Second you should find an artist who is a Dharma practitioner and will give you the tattoo out of Bodhicitta as well.
Thirdly the tattoo should be done on an auspicious day. If its going to take multiple sessions then they should all be done on these days only.
Fourthly the cost should be divided among these auspicious days so that each payment is an auspicious number. For example, $108 per session done over three (for the triple gem) or four (noble truths) sessions. Whatever the cost or number of sessions, it should all happen on auspicious days and be of auspicious numbers.
Fifth there is the money itself. A portion of it should be donated by the artist to a Dharma cause, or the artist should be willing to give a discount (like %10) or to forego their tip, and that this money will go towards a Dharma cause. Another possibility is a commitment to donate an amount equal to the cost of the tattoo for example, even if only a bit at a time as you are able. So if you spend $500 on a tattoo, you commit to give $500 to Dharma causes in the future.
Sixth you should begin each session with opening prayers and conclude with the dedication of merit, the artist should be willing to at least sit in on this if not participate.
Seventh you should recite a mantra or do a visualization or contemplation associated with Dharma while getting the tattoo. A tattoo of Manjushri for example is an obvious one, reciting OM A RA PA TSA NA DHIH while getting the tattoo done.
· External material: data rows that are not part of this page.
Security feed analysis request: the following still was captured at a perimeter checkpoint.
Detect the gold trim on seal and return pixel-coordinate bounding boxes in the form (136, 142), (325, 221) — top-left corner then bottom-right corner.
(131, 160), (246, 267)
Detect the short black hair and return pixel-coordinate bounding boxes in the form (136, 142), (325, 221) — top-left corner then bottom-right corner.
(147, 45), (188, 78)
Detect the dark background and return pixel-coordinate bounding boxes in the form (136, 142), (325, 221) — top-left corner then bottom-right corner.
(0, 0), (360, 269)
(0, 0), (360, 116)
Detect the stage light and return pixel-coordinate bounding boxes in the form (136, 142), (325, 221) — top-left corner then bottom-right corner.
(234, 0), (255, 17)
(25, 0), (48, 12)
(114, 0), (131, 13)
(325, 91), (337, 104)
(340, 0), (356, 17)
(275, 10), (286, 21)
If possible the artist should do this too, but if its distracting then there is no need since you dont want mistakes to be made! Furthermore if music is playing in the shop it should be Dharma songs/mantras/instruments and not just ordinary music like hip hop or heavy metal.
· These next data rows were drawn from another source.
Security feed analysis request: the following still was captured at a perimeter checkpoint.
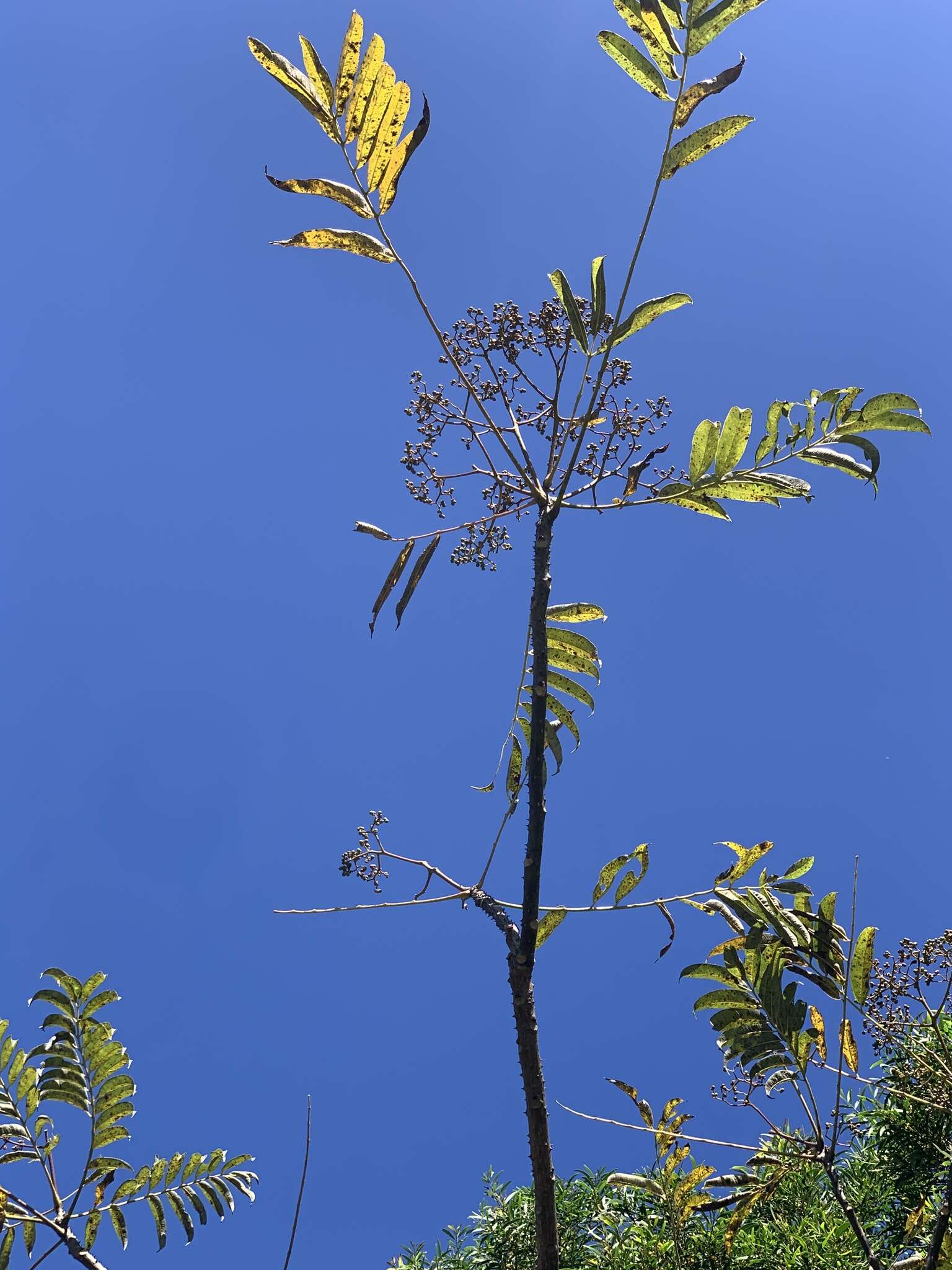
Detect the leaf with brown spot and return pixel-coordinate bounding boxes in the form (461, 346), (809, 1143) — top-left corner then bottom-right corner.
(355, 62), (396, 167)
(688, 0), (764, 57)
(598, 30), (674, 102)
(839, 1018), (859, 1073)
(371, 541), (415, 635)
(367, 80), (410, 189)
(536, 908), (569, 952)
(334, 9), (363, 114)
(303, 35), (334, 114)
(674, 53), (746, 128)
(271, 230), (396, 264)
(344, 34), (383, 142)
(396, 533), (439, 629)
(247, 35), (337, 137)
(661, 114), (754, 180)
(379, 97), (430, 216)
(606, 0), (678, 80)
(264, 167), (373, 220)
Eighth in regards to pain and blood, there are easily contemplations you can do for these. If you cannot maintain the view of equality and emptiness while getting tattooed, then you should think that since you can barely stand this pain now, so how will you stand the pain of the hell realms if you don't achieve enlightenment? Since that pain is much worse and lasts many times longer, you should contemplate in this way and consider the four thoughts that turn the mind from Samsara. As for blood there are two approaches you can take. One is that you can imagine that the loss of blood is the loss of negativity, and the receiving of ink is receiving the nectar of purification. At this time you could do Vajrasattva for example. Another method would be to see the blood as an offering to the beings of the lower realm, and the pain as self sacrifice for the benefit of these same beings who otherwise could not receive sustenance without your sacrifice, willingly offered out of love and compassion for them and the wish for them to attain liberation from their miserable state.
Ninth you should wish that every being who sees this tattoo will be inspired to practice Dharma and be liberated thereby.
And finally you should think that whatever the theme of the tattoo is, that you perfectly and completely receive its blessings and realize its ultimate meaning. That the accomplishment which it represents, whatever it might be, enters your mindstream fully and purifies all your negativities.
However most people wont go to this extent. Yet this is one example of how something ordinary and worldly can be turned into practice.
Most will get a tattoo because they think its cool, out of attachment to the idea. Possibly they will have a little faith that the tattoo will bring some blessing but because they put in so little effort, the result will also be little. Rather than doing mantra they will think ordinary things, rather than using the pain as practice they will just wish it would end. Rather than seeing it with pure view, its just very ordinary most of the time. Literally every time I see someone with Tibetan tattoos I find out they have little to no interest in Dharma, know next to nothing about Vajrayana, and barely understand the meaning of what they have. Some of them even have forgot what the meaning was or have no idea how to pronounce the word or what it says.
If on the other hand someone puts forth this much effort and really cares about the result, I see no reason why getting a Tattoo could not only be the cause for receiving blessings, but even possibly liberation itself. Its really on the practitioner to transform their actions and life into Dharma or not. Individual actions are neither good nor bad in themselves, its our intention and skillful means when performing them that will determine if it brings benefit to ourselves and others or not. The methods and ways of Vajrayana are inconceivably vast, being as numberless as there are phenomenal appearances in all of existence. Nothing is beyond its scope, but whether or not we transform our ordinary actions into practice depends upon us.